Mid-answer, this guy plops the oxygen mask right on my face, you know like when you're at the dentist and he asks you a question then sticks his fingers down your throat? Kinda like that. I should have figured that small talk time was over at this point, but for some reason I kept trying to answer his question. So I continue my sentence...ensue awkwardness...
"...er for a few months over there. "
Mr. A, eyes wide as he realizes I am still talking to him, "Oh wait, what? Were you sayin' somethin' there squirt? Oh you were teaching English! What part of China were you in?"
"It was in southern China near... " down comes the mask...
"Oh wait, what? Shoot I keep cuttin' ya off now don't I? Ho ho ho, silly me."
Is this guy serious? I'm thinking to myself. Just give me the drugs and let's get this show on the road already. If I wanted unpleasant conversation I would have gone to that girl's party last night...
"Well I guess it's about time we put ya out so Dr. Stoker here can do his business, eh?"
Yes please.
The last thing I remember before going under was hearing crazy Mr.
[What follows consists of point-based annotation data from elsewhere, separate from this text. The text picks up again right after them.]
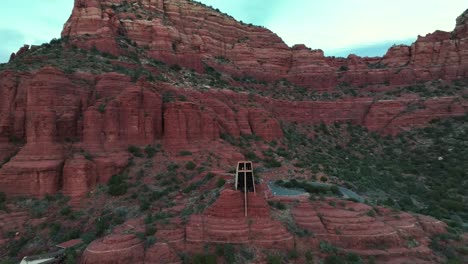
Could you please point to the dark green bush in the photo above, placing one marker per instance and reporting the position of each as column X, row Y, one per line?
column 135, row 151
column 220, row 183
column 102, row 108
column 190, row 165
column 117, row 185
column 150, row 151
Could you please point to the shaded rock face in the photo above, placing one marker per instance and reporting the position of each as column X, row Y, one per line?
column 192, row 35
column 56, row 113
column 224, row 222
column 99, row 117
column 115, row 249
column 384, row 234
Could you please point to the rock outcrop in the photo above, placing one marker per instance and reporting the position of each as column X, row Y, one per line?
column 359, row 228
column 115, row 249
column 190, row 34
column 224, row 222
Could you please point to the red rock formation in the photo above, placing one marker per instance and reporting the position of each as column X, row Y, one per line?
column 188, row 33
column 20, row 52
column 161, row 253
column 120, row 249
column 224, row 222
column 386, row 234
column 133, row 118
column 79, row 175
column 186, row 123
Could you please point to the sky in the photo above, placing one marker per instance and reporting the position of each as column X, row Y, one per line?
column 339, row 27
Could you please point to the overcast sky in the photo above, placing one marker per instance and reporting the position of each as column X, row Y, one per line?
column 339, row 27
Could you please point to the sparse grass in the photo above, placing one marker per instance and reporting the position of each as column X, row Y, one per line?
column 406, row 168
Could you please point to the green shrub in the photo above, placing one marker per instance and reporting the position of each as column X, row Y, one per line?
column 150, row 151
column 334, row 259
column 172, row 167
column 117, row 185
column 309, row 256
column 102, row 108
column 2, row 198
column 293, row 254
column 185, row 153
column 278, row 205
column 220, row 183
column 271, row 163
column 251, row 156
column 204, row 259
column 135, row 151
column 190, row 165
column 274, row 259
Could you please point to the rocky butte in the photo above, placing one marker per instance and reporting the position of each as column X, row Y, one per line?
column 124, row 130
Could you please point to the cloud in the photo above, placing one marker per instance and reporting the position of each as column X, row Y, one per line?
column 249, row 11
column 10, row 43
column 367, row 49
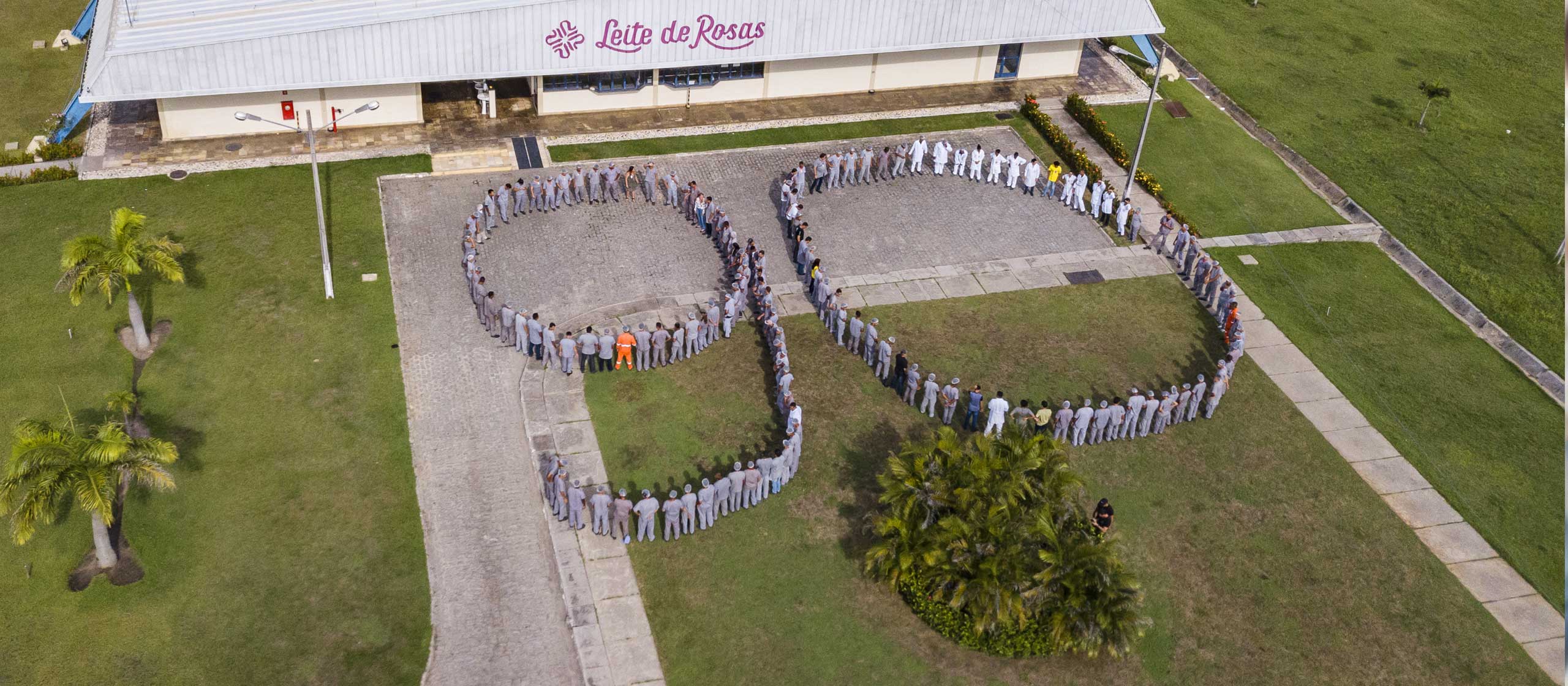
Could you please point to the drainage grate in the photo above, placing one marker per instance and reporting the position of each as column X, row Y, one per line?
column 527, row 151
column 1092, row 276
A. yelling, "Doh, there she goes! GO DARTS!! GO DARTS!! WOO HOO!!" Like I was some wild, die hard Darts (my high school mascot. Incidentally his other son is a Lancer, our rivals.) fan that needed a little high school football game nostalgia before entering dream land. Once again, I dunno.
Anyway, that's pretty much where the eventfulness ends. I woke up after about a half hour in the operating room, stayed a couple hours in the hospital and have since been sitting on my couch rotting away. The first couple days I felt great. I was eating solid food, sleeping 16 hours a day and loving life. The pain has escalated a little in the past couple days because apparently the scabs are starting to fall off now. Gross, I know. But I have yet to take any pain medication (liquid Lortab? Pssssh, who needs it) and I'm told things should start looking up here in the next few days. So yeah, I guess getting my tonsils out really hasn't been that big of a deal. It's been relatively pleasant, in fact. Ridiculousness in the hospital, a week off work and never getting strep again? I'll drink to that.